Five weeks ago the stress of all this made me lose the baby. It has been hard on me because of how I was treated, and I feel like he and his wife got what they wanted. At the present moment he and no one else knows that I am no longer pregnant because I have been going through a very bad depression to where I have locked myself in the house asking myself why.
I need someone to help me understand and advice on how to move on. How could he have been so cruel to me? And the loss of my baby is something I can’t seem to get over at all.
Signed,
Need Help
Abortion Would Have Been the Smartest Choice
Now I do feel sad that you lost your baby and are in mourning — that’s not an easy path to walk. But I can only feel sorry for you a LITTLE BIT.
You are not a child, you are a grown woman in your mid-30s! You knew full well that this man was messing with someone else, and you also knew that he had gotten married to that woman. So what did you think he was going to do when you didn’t follow the rules of the side chick game, and neglected to use proper protection?
Yeah, he is a lying corner cutting stank dog for cheating on his girlfriend/wife, but you are not the innocent victim here either. Come on now! What you both did was straight trifling and both of you need your asses kicked. And in my mind, the wife had every right to call you and tell you just HOW trifling you were, so don’t whine to me about that either.
I suggest that you accept your role in this sordid little drama and take responsibility for yourself and your choices as an adult female should. After all:
- YOU decided to date a man you know was dating another woman
- YOU decided to sleep with a man you know was dating another woman
- YOU decided to sleep with a man you know had a wife
- YOU decided not to use proper birth control while sleeping with another woman’s husband
- YOU decided you were not going to get an abortion and keep the child created by another woman’s husband instead
Look at all the things you did to create the pain you are now in! Look at the series of poor choices you made. Then ask yourself why you are doing trifling things when you are fully aware that they are wrong, and that no good can come from said trifling choices.

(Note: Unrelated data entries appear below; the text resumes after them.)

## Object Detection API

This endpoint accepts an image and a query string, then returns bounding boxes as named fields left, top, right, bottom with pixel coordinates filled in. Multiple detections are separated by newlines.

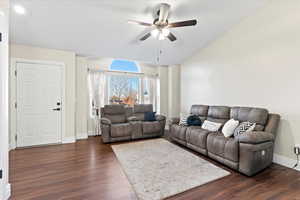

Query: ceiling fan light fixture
left=158, top=33, right=165, bottom=40
left=151, top=29, right=159, bottom=38
left=161, top=28, right=170, bottom=37
left=14, top=4, right=26, bottom=15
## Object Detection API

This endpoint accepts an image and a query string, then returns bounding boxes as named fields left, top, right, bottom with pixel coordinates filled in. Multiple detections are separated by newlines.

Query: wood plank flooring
left=9, top=136, right=300, bottom=200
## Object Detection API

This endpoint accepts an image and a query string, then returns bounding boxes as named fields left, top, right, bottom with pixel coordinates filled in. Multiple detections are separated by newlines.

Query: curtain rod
left=87, top=68, right=159, bottom=76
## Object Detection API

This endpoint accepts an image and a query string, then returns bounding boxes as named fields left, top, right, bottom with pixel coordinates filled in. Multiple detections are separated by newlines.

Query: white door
left=16, top=62, right=63, bottom=147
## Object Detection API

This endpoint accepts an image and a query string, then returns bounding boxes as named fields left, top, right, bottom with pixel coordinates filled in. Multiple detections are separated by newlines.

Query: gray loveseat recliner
left=101, top=104, right=166, bottom=143
left=169, top=105, right=280, bottom=176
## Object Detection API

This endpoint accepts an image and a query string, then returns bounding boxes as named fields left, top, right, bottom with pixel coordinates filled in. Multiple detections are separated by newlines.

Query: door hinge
left=0, top=169, right=2, bottom=179
left=15, top=102, right=17, bottom=109
left=15, top=70, right=17, bottom=76
left=15, top=134, right=17, bottom=142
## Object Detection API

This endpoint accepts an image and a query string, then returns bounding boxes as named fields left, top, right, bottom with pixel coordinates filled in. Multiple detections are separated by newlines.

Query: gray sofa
left=169, top=105, right=280, bottom=176
left=101, top=104, right=166, bottom=143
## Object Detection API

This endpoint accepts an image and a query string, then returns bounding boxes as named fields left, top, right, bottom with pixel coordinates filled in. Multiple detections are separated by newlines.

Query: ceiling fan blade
left=140, top=32, right=151, bottom=41
left=128, top=20, right=153, bottom=26
left=158, top=3, right=170, bottom=24
left=168, top=20, right=197, bottom=28
left=167, top=32, right=177, bottom=42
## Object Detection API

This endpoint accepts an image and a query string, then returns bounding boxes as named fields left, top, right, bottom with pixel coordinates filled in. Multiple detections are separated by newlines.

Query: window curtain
left=87, top=70, right=106, bottom=136
left=143, top=75, right=159, bottom=112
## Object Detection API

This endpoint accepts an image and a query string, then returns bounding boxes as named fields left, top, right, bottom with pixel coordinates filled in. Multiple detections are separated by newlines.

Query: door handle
left=53, top=108, right=61, bottom=111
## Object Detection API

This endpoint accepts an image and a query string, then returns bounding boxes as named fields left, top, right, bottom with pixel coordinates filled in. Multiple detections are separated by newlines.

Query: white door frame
left=10, top=58, right=66, bottom=149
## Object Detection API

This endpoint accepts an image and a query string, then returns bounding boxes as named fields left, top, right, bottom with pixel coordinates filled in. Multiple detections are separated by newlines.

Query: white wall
left=181, top=0, right=300, bottom=160
left=0, top=0, right=11, bottom=199
left=75, top=57, right=88, bottom=139
left=10, top=44, right=76, bottom=143
left=168, top=65, right=181, bottom=118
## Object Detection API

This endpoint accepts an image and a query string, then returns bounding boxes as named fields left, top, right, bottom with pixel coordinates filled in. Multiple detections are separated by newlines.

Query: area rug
left=112, top=139, right=230, bottom=200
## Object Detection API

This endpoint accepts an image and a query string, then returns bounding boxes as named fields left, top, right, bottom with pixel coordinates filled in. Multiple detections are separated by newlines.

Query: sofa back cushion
left=190, top=105, right=209, bottom=121
left=102, top=105, right=126, bottom=124
left=207, top=106, right=230, bottom=125
left=133, top=104, right=153, bottom=121
left=230, top=107, right=269, bottom=130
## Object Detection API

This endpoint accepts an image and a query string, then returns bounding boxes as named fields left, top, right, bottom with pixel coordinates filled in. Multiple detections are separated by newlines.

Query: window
left=108, top=60, right=141, bottom=107
left=88, top=60, right=159, bottom=117
left=110, top=60, right=140, bottom=73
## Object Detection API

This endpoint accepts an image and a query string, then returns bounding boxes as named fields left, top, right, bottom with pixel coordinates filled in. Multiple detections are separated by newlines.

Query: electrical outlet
left=294, top=145, right=300, bottom=155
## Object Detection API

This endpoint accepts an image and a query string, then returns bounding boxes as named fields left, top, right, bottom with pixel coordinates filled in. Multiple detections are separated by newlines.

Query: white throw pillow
left=201, top=120, right=222, bottom=132
left=222, top=119, right=240, bottom=138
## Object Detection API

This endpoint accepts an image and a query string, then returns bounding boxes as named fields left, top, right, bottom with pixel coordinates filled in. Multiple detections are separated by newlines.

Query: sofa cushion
left=171, top=124, right=187, bottom=141
left=208, top=106, right=230, bottom=119
left=104, top=114, right=126, bottom=124
left=142, top=121, right=161, bottom=134
left=110, top=123, right=132, bottom=137
left=134, top=104, right=153, bottom=113
left=190, top=105, right=209, bottom=121
left=230, top=107, right=268, bottom=129
left=186, top=127, right=210, bottom=149
left=103, top=105, right=125, bottom=114
left=207, top=132, right=239, bottom=162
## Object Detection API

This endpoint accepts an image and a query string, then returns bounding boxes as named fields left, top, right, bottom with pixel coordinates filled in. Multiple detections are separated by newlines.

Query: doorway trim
left=10, top=58, right=66, bottom=149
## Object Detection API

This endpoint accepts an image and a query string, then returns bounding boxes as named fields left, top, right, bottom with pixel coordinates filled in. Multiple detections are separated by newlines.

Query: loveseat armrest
left=127, top=116, right=138, bottom=122
left=156, top=114, right=166, bottom=122
left=101, top=117, right=111, bottom=125
left=168, top=117, right=180, bottom=125
left=237, top=131, right=274, bottom=144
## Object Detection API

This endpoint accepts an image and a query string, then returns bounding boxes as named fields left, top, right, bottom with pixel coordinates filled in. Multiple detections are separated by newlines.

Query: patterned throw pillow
left=179, top=113, right=188, bottom=126
left=234, top=122, right=256, bottom=137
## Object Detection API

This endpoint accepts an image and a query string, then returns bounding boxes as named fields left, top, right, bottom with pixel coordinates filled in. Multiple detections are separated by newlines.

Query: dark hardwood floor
left=9, top=136, right=300, bottom=200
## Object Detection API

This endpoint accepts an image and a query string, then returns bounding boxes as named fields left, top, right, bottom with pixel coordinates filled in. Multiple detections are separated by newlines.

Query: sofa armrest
left=168, top=117, right=180, bottom=125
left=237, top=131, right=274, bottom=144
left=156, top=114, right=166, bottom=122
left=127, top=116, right=138, bottom=122
left=101, top=117, right=111, bottom=125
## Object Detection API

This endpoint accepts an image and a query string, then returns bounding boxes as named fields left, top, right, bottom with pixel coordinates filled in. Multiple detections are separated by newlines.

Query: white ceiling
left=10, top=0, right=269, bottom=65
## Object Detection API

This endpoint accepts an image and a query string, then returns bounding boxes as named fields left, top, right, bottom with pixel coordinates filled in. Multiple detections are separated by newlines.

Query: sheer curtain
left=143, top=75, right=159, bottom=112
left=87, top=70, right=106, bottom=136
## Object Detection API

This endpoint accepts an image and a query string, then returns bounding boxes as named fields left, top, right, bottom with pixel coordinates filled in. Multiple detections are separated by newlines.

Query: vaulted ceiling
left=10, top=0, right=269, bottom=65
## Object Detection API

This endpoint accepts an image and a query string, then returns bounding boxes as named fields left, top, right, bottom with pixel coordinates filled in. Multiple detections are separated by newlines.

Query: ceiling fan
left=128, top=3, right=197, bottom=42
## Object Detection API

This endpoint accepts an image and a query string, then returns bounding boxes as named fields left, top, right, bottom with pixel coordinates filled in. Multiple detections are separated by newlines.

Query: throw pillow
left=179, top=113, right=189, bottom=126
left=222, top=119, right=240, bottom=138
left=234, top=122, right=256, bottom=137
left=187, top=115, right=202, bottom=126
left=144, top=112, right=156, bottom=121
left=201, top=120, right=222, bottom=132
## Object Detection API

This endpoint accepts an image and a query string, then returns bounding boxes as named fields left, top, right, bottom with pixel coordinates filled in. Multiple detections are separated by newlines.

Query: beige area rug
left=112, top=139, right=230, bottom=200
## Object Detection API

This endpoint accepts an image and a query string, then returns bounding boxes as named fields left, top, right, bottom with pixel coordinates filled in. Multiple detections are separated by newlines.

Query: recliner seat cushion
left=171, top=124, right=187, bottom=141
left=207, top=132, right=239, bottom=162
left=110, top=123, right=132, bottom=137
left=142, top=121, right=161, bottom=134
left=186, top=127, right=209, bottom=149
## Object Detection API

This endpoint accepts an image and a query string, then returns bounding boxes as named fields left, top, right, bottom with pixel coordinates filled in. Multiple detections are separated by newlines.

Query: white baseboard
left=4, top=183, right=11, bottom=200
left=88, top=131, right=101, bottom=136
left=273, top=153, right=300, bottom=171
left=9, top=143, right=16, bottom=151
left=76, top=133, right=88, bottom=140
left=62, top=136, right=76, bottom=144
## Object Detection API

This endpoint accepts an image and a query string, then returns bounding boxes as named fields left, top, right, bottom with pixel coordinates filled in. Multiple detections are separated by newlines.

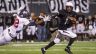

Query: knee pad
left=53, top=38, right=60, bottom=44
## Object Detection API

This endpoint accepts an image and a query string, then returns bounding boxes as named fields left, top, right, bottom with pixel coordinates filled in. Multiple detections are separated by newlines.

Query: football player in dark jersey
left=41, top=2, right=77, bottom=54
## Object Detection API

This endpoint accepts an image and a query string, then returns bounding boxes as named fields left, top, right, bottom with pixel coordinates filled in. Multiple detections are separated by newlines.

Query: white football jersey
left=1, top=15, right=30, bottom=40
left=0, top=15, right=30, bottom=45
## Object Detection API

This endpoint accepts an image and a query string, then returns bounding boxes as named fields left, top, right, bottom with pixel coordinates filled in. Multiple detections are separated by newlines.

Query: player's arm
left=23, top=17, right=38, bottom=31
left=69, top=16, right=77, bottom=22
left=15, top=22, right=31, bottom=33
left=23, top=22, right=31, bottom=30
left=69, top=12, right=77, bottom=24
left=20, top=18, right=31, bottom=32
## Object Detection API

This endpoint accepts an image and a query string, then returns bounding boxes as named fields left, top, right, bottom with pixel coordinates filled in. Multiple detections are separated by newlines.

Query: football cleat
left=41, top=48, right=46, bottom=54
left=65, top=47, right=73, bottom=54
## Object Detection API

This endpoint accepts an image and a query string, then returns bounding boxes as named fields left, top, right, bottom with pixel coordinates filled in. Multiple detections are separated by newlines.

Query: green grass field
left=0, top=41, right=96, bottom=54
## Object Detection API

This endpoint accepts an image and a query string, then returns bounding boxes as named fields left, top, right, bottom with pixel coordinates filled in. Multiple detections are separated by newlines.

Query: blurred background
left=0, top=0, right=96, bottom=43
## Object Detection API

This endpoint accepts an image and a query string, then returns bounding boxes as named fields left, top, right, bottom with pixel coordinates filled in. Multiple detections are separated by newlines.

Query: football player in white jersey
left=0, top=14, right=30, bottom=45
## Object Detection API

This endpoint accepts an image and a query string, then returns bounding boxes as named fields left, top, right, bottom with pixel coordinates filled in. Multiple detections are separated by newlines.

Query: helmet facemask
left=66, top=6, right=73, bottom=12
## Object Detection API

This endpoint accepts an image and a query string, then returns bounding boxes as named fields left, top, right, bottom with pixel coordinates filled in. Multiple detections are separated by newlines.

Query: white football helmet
left=65, top=2, right=74, bottom=7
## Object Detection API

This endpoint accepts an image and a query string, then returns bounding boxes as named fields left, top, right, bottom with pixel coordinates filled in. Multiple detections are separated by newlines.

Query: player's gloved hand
left=43, top=15, right=51, bottom=21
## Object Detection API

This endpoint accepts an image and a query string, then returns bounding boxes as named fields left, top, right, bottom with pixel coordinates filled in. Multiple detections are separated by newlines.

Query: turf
left=0, top=41, right=96, bottom=54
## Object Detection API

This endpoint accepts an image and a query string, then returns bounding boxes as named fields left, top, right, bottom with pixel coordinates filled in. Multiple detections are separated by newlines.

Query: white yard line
left=12, top=44, right=96, bottom=49
left=12, top=44, right=67, bottom=46
left=0, top=49, right=95, bottom=52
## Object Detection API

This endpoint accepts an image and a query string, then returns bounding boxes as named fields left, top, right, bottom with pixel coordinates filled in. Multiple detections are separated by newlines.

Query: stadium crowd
left=0, top=11, right=96, bottom=42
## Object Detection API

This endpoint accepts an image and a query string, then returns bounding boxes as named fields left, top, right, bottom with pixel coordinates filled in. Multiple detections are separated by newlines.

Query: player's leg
left=41, top=32, right=61, bottom=54
left=19, top=31, right=23, bottom=41
left=0, top=28, right=14, bottom=45
left=65, top=38, right=76, bottom=54
left=76, top=24, right=81, bottom=41
left=0, top=31, right=10, bottom=45
left=58, top=30, right=77, bottom=54
left=31, top=26, right=36, bottom=42
left=0, top=36, right=7, bottom=46
left=91, top=28, right=96, bottom=41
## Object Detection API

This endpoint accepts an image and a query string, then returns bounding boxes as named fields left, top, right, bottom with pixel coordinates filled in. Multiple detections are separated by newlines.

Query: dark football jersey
left=57, top=9, right=77, bottom=30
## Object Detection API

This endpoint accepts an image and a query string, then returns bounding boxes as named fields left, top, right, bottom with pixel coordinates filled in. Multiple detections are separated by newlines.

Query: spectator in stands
left=91, top=14, right=96, bottom=40
left=36, top=11, right=49, bottom=41
left=76, top=13, right=85, bottom=41
left=26, top=12, right=37, bottom=43
left=86, top=15, right=94, bottom=41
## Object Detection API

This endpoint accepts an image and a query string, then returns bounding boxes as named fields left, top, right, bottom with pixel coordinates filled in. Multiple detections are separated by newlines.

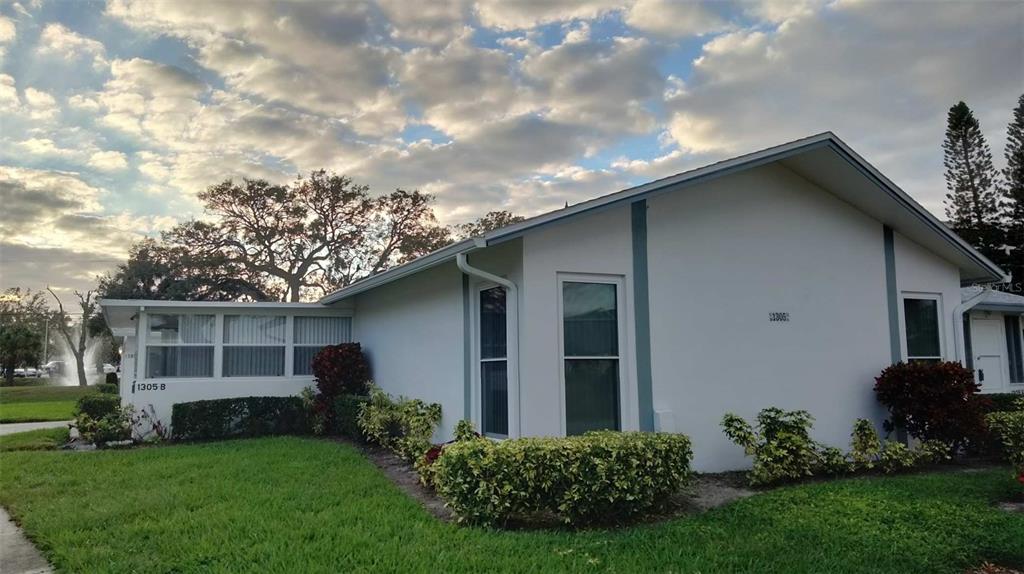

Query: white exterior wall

Until a woman can make intelligent decisions about the path she takes in life, she really should not seek to be a mother and have even MORE responsibility put on her to make good choices. A mother’s job is to THINK and do all she can to protect her innocent child who didn’t ask to be here. You have proven that you are not ready to be anybody’s mother, and The Universe was wise to remove that option from your life for the time being. You ain’t ready.
Seek counseling to improve your self-esteem and do all you can to encourage yourself to make wiser decisions in the future.